続いて、車で約25分の場所にある観光名所「香木(こうぼく)の森公園」へ。ハーブや花の香りに囲まれたオーガニックガーデンで、ハーブを使ったクラフト体験、摘み取り体験ができるほか、遊具を備えた広場もあります。その公園内にあるのが、牛乳工場が併設するミルクスイーツの専門店「Milk&Bean's Mui(ミューイ)」。牧場から直接届く牛乳や、生乳で作った出来立てのアイスクリーム、お菓子などを手軽に楽しむことができます。

しぼりたての生乳をたっぷり使用した「クラフトソフトクリーム」は、「香木の森手づみラベンダーソフト」「邑南さつまいもソフト」など地元食材を活かした季節限定の味もラインナップ。
▲無添加の「自然放牧ソフトクリーム」(410円)、ラテアートの「牧場カフェラテ」(400円)、生のイチゴをトッピングした「いちごシュークリーム」(460円)
▲ミルクスイーツのほか、おしゃれな食器やコーヒー、焼き菓子も並び、カフェタイムをトータルでプロデュース
▲旬の果物を使ったシュークリームやショコラなどが並ぶショーケースは彩りも豊か

こちらは「Mui」の経営元である「シックス・プロデュース有限会社」の洲濱正明社長。代表でありながら長靴を履いて現場に立つ姿がなんとも素敵です。
▲洲濱社長は自ら「変態です」と笑うほど、牛乳への愛情が誰よりも深い

「無為自然」をもとに名付けられた「Mui」は、その名の通り、生乳のありのままのおいしさを届けることがモットー。酪農家が異なる複数の牛乳を「合乳」せず、それぞれの生乳の味を「シングルオリジン」で楽しめます。
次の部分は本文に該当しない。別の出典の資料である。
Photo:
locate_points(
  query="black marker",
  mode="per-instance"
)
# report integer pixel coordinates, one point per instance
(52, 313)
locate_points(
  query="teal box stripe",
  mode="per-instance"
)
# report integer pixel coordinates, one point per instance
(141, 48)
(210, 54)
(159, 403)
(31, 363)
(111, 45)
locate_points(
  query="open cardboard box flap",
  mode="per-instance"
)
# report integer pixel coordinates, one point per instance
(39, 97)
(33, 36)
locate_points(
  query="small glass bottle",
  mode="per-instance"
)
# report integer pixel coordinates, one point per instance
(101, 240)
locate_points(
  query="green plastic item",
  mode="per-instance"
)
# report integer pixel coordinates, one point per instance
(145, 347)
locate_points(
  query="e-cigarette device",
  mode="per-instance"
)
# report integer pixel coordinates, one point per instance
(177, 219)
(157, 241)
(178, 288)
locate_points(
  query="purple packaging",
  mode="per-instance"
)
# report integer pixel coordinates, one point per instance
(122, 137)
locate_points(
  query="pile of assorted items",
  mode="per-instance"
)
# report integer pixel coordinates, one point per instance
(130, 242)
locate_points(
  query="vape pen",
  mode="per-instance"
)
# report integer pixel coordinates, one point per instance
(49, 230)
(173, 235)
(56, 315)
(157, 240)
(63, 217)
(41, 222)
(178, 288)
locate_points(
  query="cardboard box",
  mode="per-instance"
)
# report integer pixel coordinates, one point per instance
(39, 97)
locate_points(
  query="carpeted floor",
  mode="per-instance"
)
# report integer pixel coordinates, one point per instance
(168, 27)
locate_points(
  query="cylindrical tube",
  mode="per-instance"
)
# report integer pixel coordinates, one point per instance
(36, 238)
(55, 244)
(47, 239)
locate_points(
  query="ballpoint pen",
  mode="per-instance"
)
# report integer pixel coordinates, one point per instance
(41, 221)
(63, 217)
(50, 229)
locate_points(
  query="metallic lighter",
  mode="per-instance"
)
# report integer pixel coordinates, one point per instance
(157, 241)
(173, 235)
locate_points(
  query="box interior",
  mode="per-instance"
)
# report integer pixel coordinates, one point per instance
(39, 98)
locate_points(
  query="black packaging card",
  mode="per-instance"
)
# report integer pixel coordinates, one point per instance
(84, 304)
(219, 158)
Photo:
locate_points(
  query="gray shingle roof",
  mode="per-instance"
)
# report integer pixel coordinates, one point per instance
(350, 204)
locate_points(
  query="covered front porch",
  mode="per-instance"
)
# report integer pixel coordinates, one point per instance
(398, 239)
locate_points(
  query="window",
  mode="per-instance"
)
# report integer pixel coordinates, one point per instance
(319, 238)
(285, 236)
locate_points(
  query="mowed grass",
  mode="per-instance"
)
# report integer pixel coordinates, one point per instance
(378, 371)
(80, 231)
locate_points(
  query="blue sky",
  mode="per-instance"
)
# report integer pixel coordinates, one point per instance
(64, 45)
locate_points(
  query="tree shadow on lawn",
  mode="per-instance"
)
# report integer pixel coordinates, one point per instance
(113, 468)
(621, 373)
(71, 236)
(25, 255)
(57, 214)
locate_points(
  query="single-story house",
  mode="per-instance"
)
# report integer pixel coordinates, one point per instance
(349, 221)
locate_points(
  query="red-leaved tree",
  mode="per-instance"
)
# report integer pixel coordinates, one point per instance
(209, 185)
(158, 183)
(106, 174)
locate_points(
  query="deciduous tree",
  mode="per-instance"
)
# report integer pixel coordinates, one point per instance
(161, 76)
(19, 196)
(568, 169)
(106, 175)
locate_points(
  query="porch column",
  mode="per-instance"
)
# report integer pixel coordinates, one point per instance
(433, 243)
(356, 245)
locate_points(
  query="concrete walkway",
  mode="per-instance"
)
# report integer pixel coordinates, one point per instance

だからこそ季節や生産者で異なる牛乳の風味や味わいを、じっくり飲み比べられるのも同店の魅力のひとつです。
▲店のいたるところに手書きのブラックボードを設置。敷地内にいるだけで手作り感と温かみを感じる
▲店にはテラス席もあり、出来立てのスイーツやドリンクをその場で楽しめる

“牛乳マニア”ともいえる洲濱社長のこだわりが詰まったミルクスイーツのお店「Mui」。季節ごとの牛乳を飲み比べてみると「牛乳ってこんなに味が違うんだ!」という発見も楽しめます。スイーツはその場で味わって、ドライブ用にドリンクをテイクアウトしておくのもおすすめ。かわいいスイーツとドリンクで映え写真が撮れる、目でも舌でも楽しめるスポットです。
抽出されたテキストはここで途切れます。